Stable. Reiterated guidance. At the midpoint, this implies an acceleration from Q1's actual growth of 3.4%, suggesting management expects a slight uptick in volume as weather normalizes and remodel lifts materialize.

FY26 Same-Store Sales Growth 2.2% - 2.7%

Stable. Reiterated guidance. Q1's actual 2.0% came in slightly below this annual target range, implying that comps must accelerate slightly over the next three quarters to meet the midpoint.

FY26 Capital Expenditures $1.4B - $1.5B

Stable. The budget remains focused on upgrading the fleet through Project Renovate and Project Elevate. Management confirmed plans to execute ~4,730 total real estate projects this year.

Key Questions

SG&A Leverage Threshold

With SG&A deleveraging by 25 basis points this quarter on a 2.0% comp, what same-store sales growth rate is explicitly required to hold SG&A flat as a percentage of sales, given elevated depreciation and utility costs?

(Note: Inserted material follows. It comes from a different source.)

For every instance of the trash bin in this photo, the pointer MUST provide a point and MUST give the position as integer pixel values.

Duration of the Shrink Tailwind

Gross margin expanded an impressive 65 basis points largely due to shrink and damage controls. How many more quarters of year-over-year shrink benefit remain before we fully lap the implementations of the 'Back to Basics' program?

Discretionary Spending Sustainability

Apparel and Seasonal categories grew roughly 6-7% this quarter. Is this driven by your core low-income consumer feeling better, or entirely fueled by wealthier 'trade-in' demographics searching for value?

Tariff Mitigation Updates

Guidance currently excludes the potential impact of tariff refund payments. Conversely, how has the company hedged its indirect and direct import exposure against potential new tariffs implemented later this year?